The Dairy Debate

Is dairy a friend or foe? We put an end to the long-standing debate once and for all

A question that has divided medical and nutritional communities for years: is dairy good for our bodies? With various educators supporting opposite ends of the argument, it can be difficult to know what to believe. We analyse the facts on dairy and present you with both cases: for and against. 

Although dairy is a single food category, different items within it have separate nutritional values. Certain dairy products can be eaten regularly while others only occasionally. The NHS Eatwell Guide recommends that, in order to maintain a healthy diet, eight percent of our daily food intake should consist of milk or dairy products. Milk, yoghurts and small amounts of cheese should be favoured in your diet over butters and creams—which have higher amounts of saturated fat. Low fat options can, and should, be chosen if necessary.

People who are lactose intolerant or vegan can turn to dairy alternatives including soy-based drinks, almond milk, rice milk and oat milk. These are often fortified with calcium and vitamins. Those who are lactose intolerant are usually able to eat aged cheeses such as parmesan, Cheddar, Brie and Camembert. This is simply because the lactose levels in these varieties are much lower than those of others, making them easier to digest. 

As part of a balanced diet—balanced being the operative word—dairy is very important. Consuming too much can negatively impact your health. By following the NHS guidelines and limiting the amount of dairy with high levels of saturated fat in your diet, you can reap the benefits of this delicious food group without harming your wellbeing.


Dairy products contain nutrients and vitamins that keep us healthy.  Examples of these include protein (for growth and repair), calcium (for strengthening bones—especially in childhood), vitamin A (for good eye health), vitamin B12 (for healthy nerve and blood cells), riboflavin (for digestion and skin conditioning) and iodine (for regulating metabolism and the thyroid). 

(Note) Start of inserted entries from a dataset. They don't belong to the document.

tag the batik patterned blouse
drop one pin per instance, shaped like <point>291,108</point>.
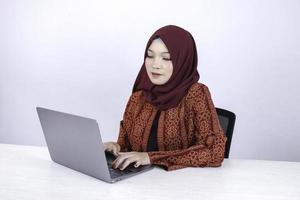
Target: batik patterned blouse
<point>188,135</point>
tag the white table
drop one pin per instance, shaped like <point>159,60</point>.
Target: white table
<point>27,172</point>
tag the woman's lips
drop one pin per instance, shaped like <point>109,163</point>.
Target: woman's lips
<point>155,75</point>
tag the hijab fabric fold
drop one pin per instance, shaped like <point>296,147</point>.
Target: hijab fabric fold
<point>182,48</point>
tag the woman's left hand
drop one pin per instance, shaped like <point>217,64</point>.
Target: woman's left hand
<point>126,158</point>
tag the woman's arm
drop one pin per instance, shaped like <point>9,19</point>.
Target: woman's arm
<point>210,139</point>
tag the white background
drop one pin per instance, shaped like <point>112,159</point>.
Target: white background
<point>82,57</point>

Reduced-fat options are now widely available in supermarkets. Hard cheeses and reduced-fat cottage cheese or quark can contain as little as three grams of fat per every 100-gram serving. Likewise, semi-skimmed and skimmed milk contain all the nutrients and benefits of whole milk—but with less fat. 

From the ages of one to five the NHS advises the consumption of whole milk and dairy products to boost calorie and vitamin intake. This period is vital for youngsters; whole dairy is considered a necessity in this early stage of growth. 

Milk is extremely hydrating. In fact, a specific study in the journal for Applied Physiology, Nutrition, and Metabolism by Ben Desbrow et al. in 2014 stated that it was more effective in rehydration than the majority of carbohydrate-electrolyte sports drinks. Various other studies have since made similar conclusions, claiming that it replenishes sodium levels more quickly than water. 


A lot of the fat in milk and other dairy products is saturated. Too much saturated fat in your diet can lead to excess energy intake or eventual weight problems. 

Dairy can raise insulin levels in the body. Dairy (especially low fat milk) has been known to cause a spike in insulin. This rise in blood sugar is caused by a degree of lactose proteins; but these appear less frequently in high fat dairy products. Dairy’s insulinogenic properties can be negative, especially for those who are resistant to insulin. 

Cheese is naturally high in salt. High levels of salt pose a health problem as excessive amounts can contribute to elevated blood pressure. Most regular cheeses such as Brie, Cheddar and Stilton can contain between 20 and 40 grams of salt per 100 grams. More than 1.5 grams of salt in 100 grams of product is considered high. 

Dairy has often been reported to aggravate acne. While this has been subject to debate, various sources point to dairy (milk in particular) worsening acne in sensitive individuals. One such example is Spencer EH et al. 2009, who found that higher milk intake was linked to acne. However, it’s important to keep in mind that various external factors can influence skin health; more research is needed on the topic.